De organisatie voorbereiden
Het bedrijf fysiek en sociaal inrichten op mensen met een arbeidsbeperking was de eerste stap in ons programma.
Denk hierbij aan het formuleren van de missie, maar ook het organiseren van randvoorwaarden zoals de toegangsvriendelijkheid van het gebouw en open houding en steunend gedrag van medewerkers en leidinggevenden.
Onderwerp intern laten leven
Het programma moet via bedrijfsinterne communicatie gaan leven voor ons personeel. Bij de start zijn zes portretten gemaakt van kandidaten met hun buddy of manager, aangevuld met inhoudelijke informatie over het programma en een “call for action”. Medewerkers worden gevraagd na te gaan of ze mensen met een arbeidsbeperking kennen in hun sociale netwerken die goed bij ING passen.
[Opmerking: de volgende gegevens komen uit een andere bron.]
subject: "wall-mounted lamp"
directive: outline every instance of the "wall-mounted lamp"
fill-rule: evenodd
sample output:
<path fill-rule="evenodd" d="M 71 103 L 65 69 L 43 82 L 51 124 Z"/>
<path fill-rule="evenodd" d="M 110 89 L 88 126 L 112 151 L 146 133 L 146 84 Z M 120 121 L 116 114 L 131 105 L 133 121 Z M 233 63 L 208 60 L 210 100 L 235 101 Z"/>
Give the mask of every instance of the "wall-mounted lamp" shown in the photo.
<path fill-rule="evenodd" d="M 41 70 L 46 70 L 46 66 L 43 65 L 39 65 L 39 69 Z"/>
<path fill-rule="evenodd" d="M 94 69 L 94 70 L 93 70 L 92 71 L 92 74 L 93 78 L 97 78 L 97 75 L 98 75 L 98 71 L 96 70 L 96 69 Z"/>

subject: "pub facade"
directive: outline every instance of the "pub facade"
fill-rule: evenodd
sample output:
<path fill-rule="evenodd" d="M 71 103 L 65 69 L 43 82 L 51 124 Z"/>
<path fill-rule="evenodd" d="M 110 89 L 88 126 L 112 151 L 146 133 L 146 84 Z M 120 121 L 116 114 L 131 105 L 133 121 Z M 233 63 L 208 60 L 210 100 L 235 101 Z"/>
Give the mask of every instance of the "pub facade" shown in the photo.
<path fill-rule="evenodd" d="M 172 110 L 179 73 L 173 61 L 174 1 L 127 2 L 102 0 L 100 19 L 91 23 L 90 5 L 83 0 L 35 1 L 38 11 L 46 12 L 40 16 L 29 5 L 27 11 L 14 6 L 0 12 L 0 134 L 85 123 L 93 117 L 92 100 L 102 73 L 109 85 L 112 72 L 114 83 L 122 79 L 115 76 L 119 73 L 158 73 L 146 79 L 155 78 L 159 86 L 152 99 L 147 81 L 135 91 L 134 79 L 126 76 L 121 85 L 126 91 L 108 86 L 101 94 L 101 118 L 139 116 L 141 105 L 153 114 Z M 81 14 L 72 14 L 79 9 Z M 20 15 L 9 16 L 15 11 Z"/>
Beperkingen op de werkvloer bespreekbaar maken
In deze eerste fase merkten we dat vooral het bespreken van de consequenties van een sociaal-psychische beperking voor het werk een taboe is. Zowel voor de medewerker als de manager. Dat moet je onderkennen om het bespreekbaar te maken.Tijdens het sollicitatiegesprek bijvoorbeeld.
Stel: als kandidaat heb je een werkplek nodig met overzicht over de gehele (flexibele) werkvloer om je werk goed te kunnen doen. Mensen achter je maken je daarvoor te onrustig. Dat moet je bespreken en uitleggen. Het alternatief, het niet aan de orde stellen en ’s morgens altijd heel vroeg op het werk zijn om de gewenste flexplek in te nemen, kan snel verkeerd geïnterpreteerd worden. En wat als de trein vertraagd is en de plek bezet?
Vraag en aanbod van werk in beeld
Daarna hebben we vraag en aanbod van werk voor mensen met een arbeidsbeperking gedefinieerd. Ook is gekeken naar ontwikkelmogelijkheden vanuit geschikte werkplekken. Er zijn vier doelgroepen benoemd waar wij ons op richten: mensen met sociaal-psychische of zintuiglijke beperkingen, motorische handicaps en chronische ziekten.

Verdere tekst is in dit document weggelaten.